FSx Lustre as a Cache for S3 🗃️
Overview
FSx Lustre is a powerful filesystem for workloads that require low-latency, parallel access, however this comes at a cost, sometimes 5 x greater than S3. To avoid paying to keep all your data in Lustre, you can setup a link between S3 and FSx Lustre. When data is requested it’s pulled from S3 and “cached” in Lustre and when it’s no longer needed it’s evicted from Lustre and the only copy sits in S3. An example of how this saves money is as follows:
In this example, a cost savings of 60% is achieved by reducing the size of FSx Lustre from 20 TB to 5 TB. In your case the size of the fast scratch could be even less. I suggest using a rough rule of thumb that 10% of total data needs to be in lustre. You can always increase this amount if you see lots of cache misses.

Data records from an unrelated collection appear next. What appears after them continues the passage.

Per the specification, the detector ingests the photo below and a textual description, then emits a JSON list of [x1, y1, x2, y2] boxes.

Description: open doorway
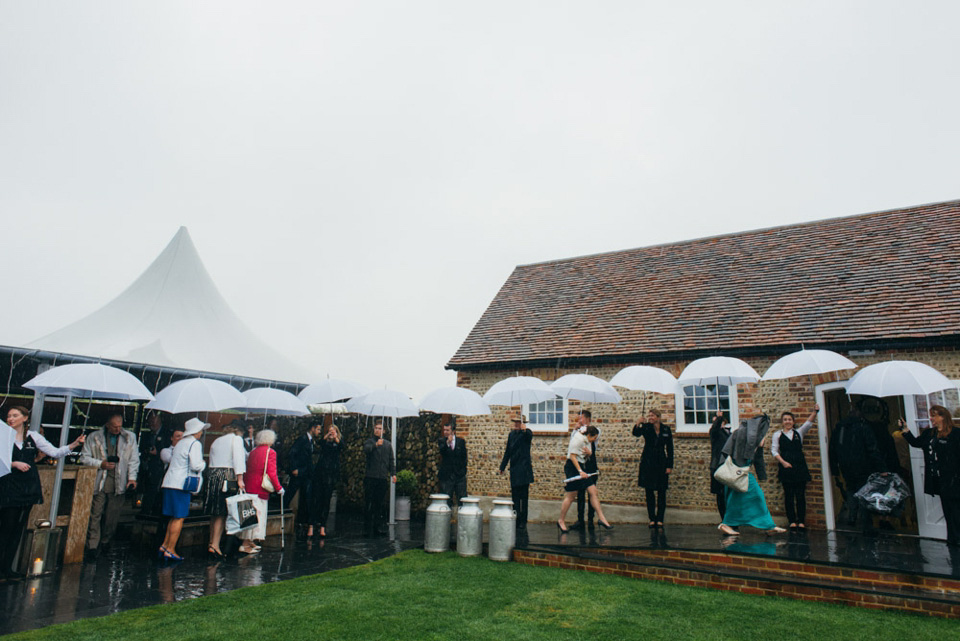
[[817, 383, 922, 535]]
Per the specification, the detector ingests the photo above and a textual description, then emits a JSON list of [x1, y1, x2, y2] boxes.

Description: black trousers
[[316, 481, 337, 528], [645, 487, 667, 523], [783, 483, 807, 524], [440, 476, 467, 507], [363, 476, 390, 532], [0, 505, 33, 575], [940, 494, 960, 546], [283, 475, 317, 525], [510, 485, 530, 528], [577, 489, 596, 523]]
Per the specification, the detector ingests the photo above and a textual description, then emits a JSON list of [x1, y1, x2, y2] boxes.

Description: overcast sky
[[0, 0, 960, 397]]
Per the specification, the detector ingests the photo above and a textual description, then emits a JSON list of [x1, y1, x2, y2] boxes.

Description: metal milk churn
[[490, 499, 517, 561], [423, 494, 450, 552], [457, 496, 483, 556]]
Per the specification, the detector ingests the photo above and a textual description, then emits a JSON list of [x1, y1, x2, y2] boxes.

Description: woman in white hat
[[158, 418, 210, 561]]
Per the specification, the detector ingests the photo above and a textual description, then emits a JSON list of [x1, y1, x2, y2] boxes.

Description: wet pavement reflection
[[0, 515, 423, 634]]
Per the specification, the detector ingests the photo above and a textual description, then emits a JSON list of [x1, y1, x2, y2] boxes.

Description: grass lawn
[[9, 550, 960, 641]]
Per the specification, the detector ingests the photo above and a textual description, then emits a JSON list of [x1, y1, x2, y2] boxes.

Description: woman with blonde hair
[[900, 405, 960, 546], [240, 430, 284, 554]]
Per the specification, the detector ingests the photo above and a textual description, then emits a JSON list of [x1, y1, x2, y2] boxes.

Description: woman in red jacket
[[240, 430, 284, 554]]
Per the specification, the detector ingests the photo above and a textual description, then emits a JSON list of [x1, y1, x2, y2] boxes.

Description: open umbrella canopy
[[147, 378, 247, 414], [420, 387, 490, 416], [483, 376, 557, 407], [0, 421, 17, 477], [550, 374, 621, 403], [23, 363, 153, 401], [237, 387, 310, 416], [847, 361, 955, 397], [610, 365, 677, 394], [297, 378, 371, 405], [347, 389, 420, 418], [760, 349, 857, 381], [677, 356, 760, 385]]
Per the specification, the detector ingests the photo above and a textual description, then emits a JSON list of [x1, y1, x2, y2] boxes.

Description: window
[[677, 385, 738, 432], [527, 396, 568, 431]]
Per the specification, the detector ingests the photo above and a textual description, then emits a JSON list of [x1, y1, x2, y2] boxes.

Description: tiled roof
[[447, 201, 960, 369]]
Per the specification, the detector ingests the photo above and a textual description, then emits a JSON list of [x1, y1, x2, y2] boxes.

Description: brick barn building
[[447, 201, 960, 538]]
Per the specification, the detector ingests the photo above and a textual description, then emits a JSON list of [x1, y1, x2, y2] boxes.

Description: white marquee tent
[[27, 227, 315, 382]]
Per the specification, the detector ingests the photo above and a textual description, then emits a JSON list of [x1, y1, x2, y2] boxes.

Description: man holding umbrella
[[500, 414, 533, 534]]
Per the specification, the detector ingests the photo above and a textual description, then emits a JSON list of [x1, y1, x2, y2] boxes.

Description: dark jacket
[[363, 437, 397, 479], [633, 423, 673, 489], [500, 428, 533, 487], [315, 439, 343, 485], [710, 418, 730, 494], [829, 416, 887, 482], [287, 434, 316, 479], [903, 428, 960, 498], [720, 414, 770, 481], [437, 436, 467, 483]]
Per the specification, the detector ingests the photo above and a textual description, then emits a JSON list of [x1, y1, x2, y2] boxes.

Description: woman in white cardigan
[[158, 418, 210, 561]]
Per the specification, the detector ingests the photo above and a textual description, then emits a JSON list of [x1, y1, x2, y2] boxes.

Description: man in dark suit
[[500, 414, 533, 534], [283, 422, 323, 538], [437, 423, 467, 506]]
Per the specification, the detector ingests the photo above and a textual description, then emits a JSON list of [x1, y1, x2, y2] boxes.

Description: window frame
[[674, 385, 740, 434]]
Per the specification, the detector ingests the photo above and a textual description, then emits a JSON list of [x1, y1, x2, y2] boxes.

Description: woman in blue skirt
[[719, 415, 786, 536]]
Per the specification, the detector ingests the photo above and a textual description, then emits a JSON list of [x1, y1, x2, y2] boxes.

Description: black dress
[[633, 423, 673, 490]]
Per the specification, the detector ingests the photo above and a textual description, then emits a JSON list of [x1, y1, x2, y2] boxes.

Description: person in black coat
[[828, 409, 887, 534], [710, 412, 730, 521], [283, 422, 323, 537], [314, 425, 343, 536], [500, 414, 533, 532], [633, 409, 673, 527], [900, 405, 960, 547], [437, 423, 467, 506]]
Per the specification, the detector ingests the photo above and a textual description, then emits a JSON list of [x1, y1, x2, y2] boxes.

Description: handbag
[[713, 456, 750, 493], [183, 441, 200, 494], [260, 447, 277, 494]]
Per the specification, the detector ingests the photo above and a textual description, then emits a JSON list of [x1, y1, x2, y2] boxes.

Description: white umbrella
[[420, 387, 490, 416], [147, 378, 247, 414], [483, 376, 557, 407], [760, 349, 857, 381], [610, 365, 677, 394], [23, 363, 153, 401], [677, 356, 760, 386], [847, 361, 955, 397], [297, 378, 371, 405], [0, 421, 17, 477], [237, 387, 310, 416], [23, 363, 153, 521], [550, 374, 621, 403], [307, 403, 350, 414], [346, 389, 420, 418]]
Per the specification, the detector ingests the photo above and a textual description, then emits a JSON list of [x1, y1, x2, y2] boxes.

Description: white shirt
[[161, 435, 207, 490], [207, 434, 247, 476], [13, 430, 73, 458], [770, 421, 813, 458]]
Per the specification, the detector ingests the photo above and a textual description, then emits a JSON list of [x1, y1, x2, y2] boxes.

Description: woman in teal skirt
[[719, 415, 786, 536]]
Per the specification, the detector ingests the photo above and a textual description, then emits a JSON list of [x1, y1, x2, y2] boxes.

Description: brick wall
[[457, 349, 960, 527]]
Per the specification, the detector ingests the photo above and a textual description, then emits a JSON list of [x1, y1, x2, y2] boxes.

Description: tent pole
[[50, 394, 73, 527]]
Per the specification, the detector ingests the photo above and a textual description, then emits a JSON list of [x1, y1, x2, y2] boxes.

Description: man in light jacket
[[80, 414, 140, 560]]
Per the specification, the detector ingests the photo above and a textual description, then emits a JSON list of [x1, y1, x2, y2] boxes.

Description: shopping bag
[[227, 494, 258, 534]]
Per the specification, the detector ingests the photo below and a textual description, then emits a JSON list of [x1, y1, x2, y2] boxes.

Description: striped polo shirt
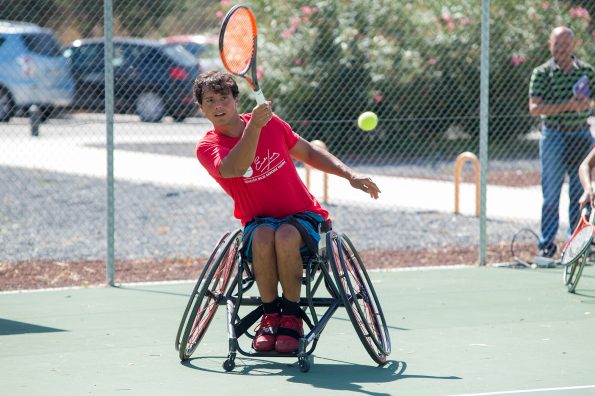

To achieve even greater cost savings you can combine this with Intelligent Tiering (IA) from S3. This moves data that’s not frequently accessed to less expensive S3 storage tiers. The data can still be moved back from these storage tiers into Lustre when needed.
Setup
-
Setup a cluster with a FSx Lustre PERSISTENT_2 filesystem and link it to S3 following my previous blogpost.
-
Next update the HeadNode to allow the S3 access by adding the policy
arn:aws:iam::aws:policy/AmazonS3ReadOnlyAccess
:ParallelCluster UI:
or via the CLI:
Iam: AdditionalIamPolicies: - Policy: arn:aws:iam::aws:policy/AmazonS3ReadOnlyAccess ...
-
Next download the script cache-eviction.sh to remove files from lustre when the filesystem reaches a certain threshold:
cd /opt/parallelcluster/shared wget https://swsmith.cc/scripts/cache-eviction.sh chmod +x cache-eviction.sh
-
Install
boto3
and run the script to validate it works:pip3 install boto3 ./cache-eviction.sh -mountpath /shared -minage 30 -minsize 2000 -bucket spack-swsmith -mountpoint /shared
Parameter Description -mountpath Path to where the filesystem is mounted. -mountpoint Path to where the Data Repository (DRA) is linked. -minage Age in days of files to consider for eviction. -minsize Age in Bytes of files to consider for eviction. -bucket Bucket that’s linked to the filesystem. -
Next setup a crontab on the HeadNode to automatically evict filesystem content when you hit a certain threshold. This script runs every hour on the 00:05 and evicts files that haven’t been accessed in the last 30 days (atime) and are > 2 MB in size. Feel free to customize the parameters to suit your needs.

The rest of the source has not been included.